In her order, Shoob recounted witness accounts of electric chair executions nationwide that resulted in lingering death or body mutilation. And she made note of Alpha Otis Stephens' execution in 1984, which required two two-minute jolts of 2,080 volts of electricity to kill him.
The Department of Corrections tapes a prison official's commentary as he witnesses an execution. In the Stephens recording, the official reported: "There was one small jerk from the condemned at the time the execution was executed." He added that after one minute had elapsed, Stephens "appears to be relaxing a little bit more now." But as the electrocution wound down, Stephens was "still moving his head."

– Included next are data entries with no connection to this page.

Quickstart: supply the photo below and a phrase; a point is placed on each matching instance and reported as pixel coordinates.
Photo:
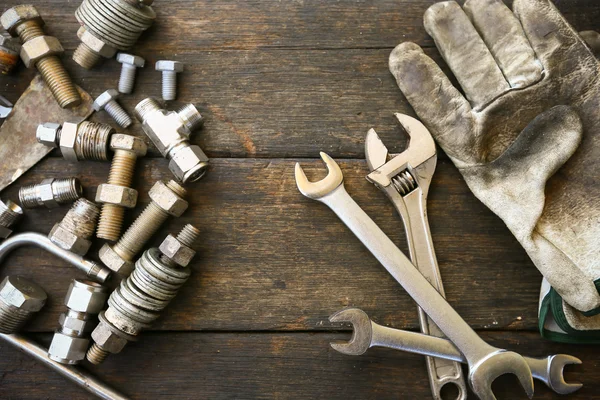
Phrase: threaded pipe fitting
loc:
(50, 193)
(19, 300)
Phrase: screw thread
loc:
(81, 218)
(145, 107)
(127, 78)
(56, 77)
(169, 85)
(93, 140)
(117, 112)
(96, 355)
(85, 56)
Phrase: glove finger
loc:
(557, 45)
(441, 107)
(502, 33)
(465, 53)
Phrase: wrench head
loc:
(317, 190)
(483, 373)
(556, 378)
(361, 334)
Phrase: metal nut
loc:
(95, 44)
(68, 240)
(114, 262)
(40, 47)
(189, 164)
(166, 199)
(179, 253)
(118, 195)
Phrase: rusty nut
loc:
(114, 262)
(117, 195)
(67, 240)
(176, 251)
(167, 200)
(40, 47)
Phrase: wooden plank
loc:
(271, 259)
(273, 366)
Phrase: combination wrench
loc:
(367, 334)
(485, 362)
(405, 180)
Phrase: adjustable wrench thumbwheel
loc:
(367, 334)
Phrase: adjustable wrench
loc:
(405, 180)
(486, 362)
(367, 334)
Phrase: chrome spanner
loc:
(405, 180)
(367, 334)
(486, 362)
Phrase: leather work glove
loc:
(525, 135)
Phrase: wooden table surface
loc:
(279, 81)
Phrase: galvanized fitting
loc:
(108, 26)
(166, 200)
(9, 53)
(117, 195)
(50, 193)
(84, 301)
(19, 299)
(108, 101)
(10, 214)
(41, 51)
(135, 304)
(75, 231)
(130, 64)
(169, 70)
(77, 142)
(170, 132)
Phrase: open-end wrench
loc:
(486, 362)
(367, 334)
(405, 180)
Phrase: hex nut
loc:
(179, 253)
(40, 47)
(105, 98)
(189, 164)
(125, 58)
(68, 349)
(19, 14)
(117, 195)
(86, 297)
(134, 144)
(95, 44)
(67, 240)
(114, 262)
(68, 141)
(166, 199)
(166, 65)
(47, 134)
(107, 337)
(19, 292)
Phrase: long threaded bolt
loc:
(126, 151)
(50, 193)
(19, 299)
(50, 67)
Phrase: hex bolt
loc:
(19, 299)
(116, 195)
(10, 214)
(169, 70)
(76, 229)
(42, 51)
(84, 301)
(130, 64)
(107, 101)
(166, 200)
(50, 193)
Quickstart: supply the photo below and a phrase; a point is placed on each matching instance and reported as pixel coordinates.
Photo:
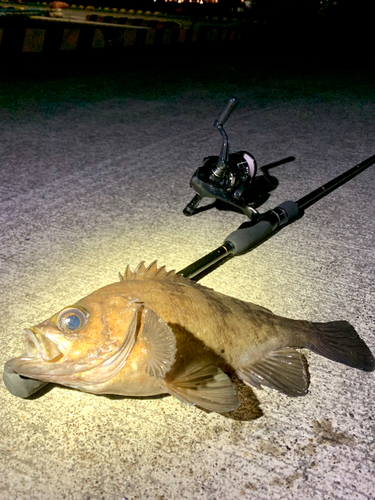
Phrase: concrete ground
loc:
(95, 170)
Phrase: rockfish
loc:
(156, 332)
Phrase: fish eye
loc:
(70, 320)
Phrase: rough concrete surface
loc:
(95, 169)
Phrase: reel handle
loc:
(224, 115)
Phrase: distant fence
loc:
(48, 36)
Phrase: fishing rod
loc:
(230, 178)
(264, 225)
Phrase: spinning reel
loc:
(227, 177)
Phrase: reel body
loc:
(227, 177)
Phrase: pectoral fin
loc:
(284, 370)
(206, 386)
(160, 343)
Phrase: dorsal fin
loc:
(152, 272)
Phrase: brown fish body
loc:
(156, 332)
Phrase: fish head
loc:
(84, 344)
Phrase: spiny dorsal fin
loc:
(152, 272)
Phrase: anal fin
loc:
(284, 370)
(206, 386)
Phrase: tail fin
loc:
(339, 342)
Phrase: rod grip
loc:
(247, 237)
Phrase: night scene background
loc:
(106, 111)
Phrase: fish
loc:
(156, 332)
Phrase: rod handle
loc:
(244, 238)
(247, 237)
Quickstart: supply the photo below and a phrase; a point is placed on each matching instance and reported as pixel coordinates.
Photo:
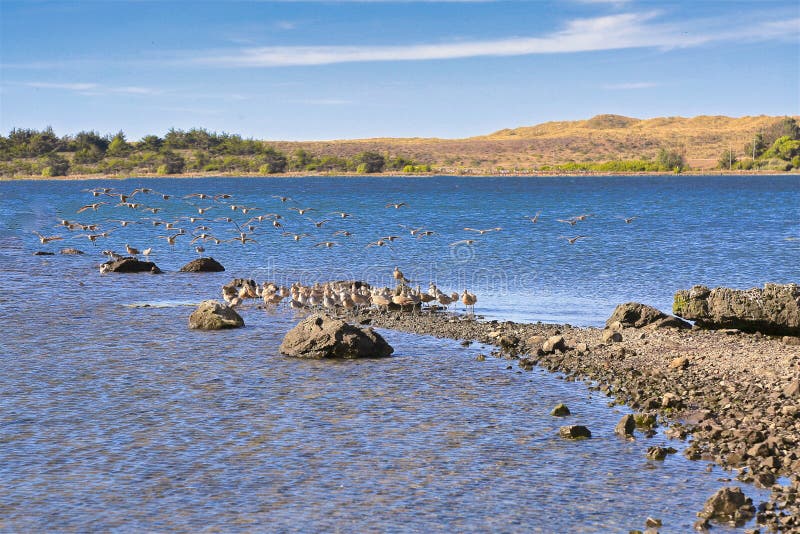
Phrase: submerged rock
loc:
(129, 265)
(729, 505)
(203, 265)
(636, 315)
(659, 453)
(574, 432)
(320, 336)
(214, 315)
(626, 426)
(554, 343)
(775, 309)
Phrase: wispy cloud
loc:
(322, 101)
(630, 85)
(66, 86)
(95, 89)
(613, 32)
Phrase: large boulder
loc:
(214, 315)
(772, 310)
(320, 336)
(636, 315)
(129, 265)
(729, 505)
(203, 265)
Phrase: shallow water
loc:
(116, 416)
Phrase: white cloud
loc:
(630, 85)
(613, 32)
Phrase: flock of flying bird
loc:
(214, 219)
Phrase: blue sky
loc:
(326, 70)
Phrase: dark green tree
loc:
(727, 159)
(756, 147)
(370, 162)
(118, 147)
(55, 165)
(301, 159)
(150, 142)
(670, 160)
(172, 163)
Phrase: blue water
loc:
(116, 416)
(713, 230)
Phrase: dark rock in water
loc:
(651, 522)
(574, 432)
(626, 426)
(611, 336)
(729, 505)
(129, 265)
(773, 310)
(320, 336)
(553, 344)
(214, 315)
(644, 420)
(203, 265)
(635, 315)
(659, 453)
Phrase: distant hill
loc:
(605, 137)
(605, 143)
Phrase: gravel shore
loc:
(735, 396)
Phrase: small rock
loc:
(729, 505)
(214, 315)
(652, 522)
(574, 432)
(320, 336)
(681, 362)
(659, 453)
(626, 426)
(508, 342)
(792, 389)
(129, 265)
(611, 336)
(203, 265)
(791, 340)
(644, 420)
(554, 343)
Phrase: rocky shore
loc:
(734, 396)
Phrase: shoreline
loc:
(734, 396)
(470, 174)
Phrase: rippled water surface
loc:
(114, 415)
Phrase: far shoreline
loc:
(466, 174)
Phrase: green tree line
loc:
(33, 152)
(777, 148)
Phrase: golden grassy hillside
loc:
(605, 137)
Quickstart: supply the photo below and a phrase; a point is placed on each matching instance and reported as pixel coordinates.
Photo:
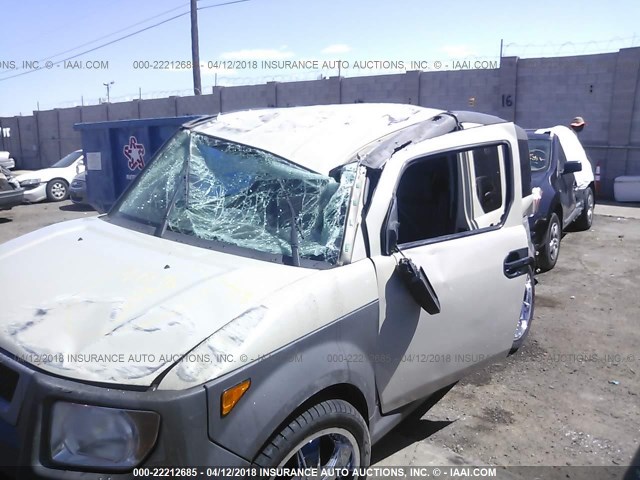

After the process was finished, doctors waited five minutes to allow the body to cool down before checking vital signs. During the first two minutes, Stephens did not move. But then the observer reported, "He is moving his head slightly. ... From my vantage point, I do detect, or it seems to be, that he is breathing."
When two physicians checked Stephens' vital signs, they determined he was still alive. The execution was then repeated, and Stephens gave "one big jerk" as the process started again. But halfway into it, the observer noted, "He is still at this time moving his head from side to side and appears to be breathing."
After the second two-minute jolt of electricity was administered, a prison official was overhead saying, "You're going to have to check those sponges and connectors. They don't appear to be connected right."
Five minutes later, Stephens was finally pronounced dead.
Thomas West, a lawyer who won the recent ruling from Shoob, said such evidence calls for abolition of the chair. "It clearly goes beyond extinguishing life and gets into the realm of torture, disfiguration of the human body and prolonged suffering," he said. "Using electricity for execution is barbaric."